Power hungry? If so, your appetite will be satisfied with D9—this is a driver built for sheer distance.
The ideal companions to the D9 driver, the latest D9 fairway woods and hybrids also rely on an innovative face design to deliver the distance players demand from their long game. Wilson calls their latest advancement “variable face thickness,” and says it works to produce fast ball speeds even on off-centre strikes. By thinning out the face at the impact zone for improved ball speeds and thickening it along the perimeter nearer the heel, toe, sole and crown, D9 fairway woods combine distance and forgiveness for improved consistency.
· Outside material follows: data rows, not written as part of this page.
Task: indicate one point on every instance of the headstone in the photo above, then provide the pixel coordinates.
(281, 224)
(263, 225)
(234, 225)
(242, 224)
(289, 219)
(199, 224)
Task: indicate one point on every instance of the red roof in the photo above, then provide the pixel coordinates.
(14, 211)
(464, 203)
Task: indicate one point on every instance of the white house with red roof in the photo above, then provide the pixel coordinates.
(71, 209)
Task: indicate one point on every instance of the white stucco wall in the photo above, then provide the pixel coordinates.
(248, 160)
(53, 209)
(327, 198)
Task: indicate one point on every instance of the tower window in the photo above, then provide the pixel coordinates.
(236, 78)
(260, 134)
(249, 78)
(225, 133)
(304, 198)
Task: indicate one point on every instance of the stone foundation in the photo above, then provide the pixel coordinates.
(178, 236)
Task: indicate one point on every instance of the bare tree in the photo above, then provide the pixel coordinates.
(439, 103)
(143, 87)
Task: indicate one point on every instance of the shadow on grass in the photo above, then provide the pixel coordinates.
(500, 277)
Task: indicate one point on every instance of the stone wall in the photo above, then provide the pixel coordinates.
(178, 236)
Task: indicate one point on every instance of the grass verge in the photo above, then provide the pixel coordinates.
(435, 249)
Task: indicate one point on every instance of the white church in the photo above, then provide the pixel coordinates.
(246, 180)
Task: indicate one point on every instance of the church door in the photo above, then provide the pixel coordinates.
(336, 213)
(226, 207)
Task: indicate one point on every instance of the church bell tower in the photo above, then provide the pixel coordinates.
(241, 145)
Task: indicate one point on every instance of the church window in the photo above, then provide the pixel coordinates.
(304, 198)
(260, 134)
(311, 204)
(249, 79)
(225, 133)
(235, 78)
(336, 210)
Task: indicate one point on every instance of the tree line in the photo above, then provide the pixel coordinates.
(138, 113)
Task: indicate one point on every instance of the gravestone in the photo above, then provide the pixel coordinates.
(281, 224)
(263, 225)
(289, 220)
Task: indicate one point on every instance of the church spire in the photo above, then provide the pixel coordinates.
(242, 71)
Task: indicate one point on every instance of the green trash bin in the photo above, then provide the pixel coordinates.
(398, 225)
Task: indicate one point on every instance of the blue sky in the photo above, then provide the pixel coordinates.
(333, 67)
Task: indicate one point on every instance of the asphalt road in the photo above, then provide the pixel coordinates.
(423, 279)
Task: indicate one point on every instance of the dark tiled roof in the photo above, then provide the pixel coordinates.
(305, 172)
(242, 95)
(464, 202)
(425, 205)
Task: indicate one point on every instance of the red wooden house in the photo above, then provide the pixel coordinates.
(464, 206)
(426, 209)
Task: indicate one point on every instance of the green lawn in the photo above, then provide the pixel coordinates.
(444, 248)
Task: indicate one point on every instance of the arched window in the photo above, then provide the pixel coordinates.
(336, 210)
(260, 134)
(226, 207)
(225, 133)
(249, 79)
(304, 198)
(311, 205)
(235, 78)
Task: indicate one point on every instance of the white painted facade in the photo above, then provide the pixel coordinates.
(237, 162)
“We’re happy to deliver a mid to high launch with these products,” says Pergande. “Utilizing Carpenter steel and having it in variable thickness throughout the entire face contributes to improved ball speeds and greater distance.”
Are they for me?
If you’re a mid-handicap player who requires a little extra power to hit more greens and maybe even the occasional par-5 in two, you’ll benefit from the forgiveness of these models.
You want towering trajectories that go forever and land softly next to the pin—I mean, don’t we all? With D9 irons, Wilson believes they’ve unlocked serious distance gains in creating their longest iron ever.
“The driving force of D9 irons was to take the centre of gravity as low as possible,” says Pergande. “We’ve made D9 a degree stronger than D7 and are hitting it higher with greater ball speeds to yield unbelievable distances.” But it doesn’t end there, Wilson once again used computers to redesign their signature Power Holes, a key feature for producing faster ball speeds.
“Power Holes are something we’ve had in our line for seven or eight years, and every year it gets redefined,” says Pergande. “We inputted the specs in the computer and said “go.” The computer takes the best results and then refines them further.”
Are they made for me?
If you’re seeking pure distance, the sort of envy-inducing carries your foursome will take notice of, you’ll appreciate what D9 has in store.
A classic aesthetic combined with the latest tech—that’s what Wilson’s Staff Model CB irons delivers to better players. Completed with a clean nickel-chrome finish, in a subtle cavity back design, this iron improves on Wilson’s previous V6 model.
By adding significant tungsten weighting to the toe of longer irons, 20 grams to be exact, Staff Model CB empower players with greater stability on every strike, diminishing the severity of wayward misses while maintaining distance on less-than-perfect contact.
“The tungsten is all about adding improved forgiveness and performance in a smaller package,” says Pergande.
The keystone piece of tech in this model is Wilson’s new Tri-Brace, a connecting feature that supports the face at impact to generate increased ball speed. If you’re wanting to shape shots and hit an iron that feels as smooth as freshly rolled greens, you’ll find it in Staff Model CB.
Are they for me?
If you’re a solid player with a handicap in the single digits, you’ll appreciate the workability and forgiveness of these irons.
A wedge that’s as versatile as the shots you’ll face on the course, Wilson’s Staff Model Tour Grind Wedge delivers consistent spin and ultimate performance for highly skilled players. Available with Wilson’s Tour Grind Sole, this wedge is engineered for hitting crisp pitches and chips off of firm lies, the kinds tour professionals often face, while giving players the opportunity to hit flop shots or low bump-and-runs.
“We’ve had the Tour Sole in some of our past wedge lines, and now we’re resurrecting that knowledge to build on. We talked to our Tour guys and we want to provide heel and trailing edge relief to provide flexibility around the greens,” says Pergande.
Flexibility, consistency and versatility, is what you can expect from Wilson’s latest wedge release, Staff Model Tour Grind.
Are they for me?
Pergande says these are tailored for better players who can execute a variety of shots. That said, anyone can benefit from the versatility they provide. If you’re a low handicap player, or have been struggling to play certain shots around the greens, you might benefit from having this wedge in your set.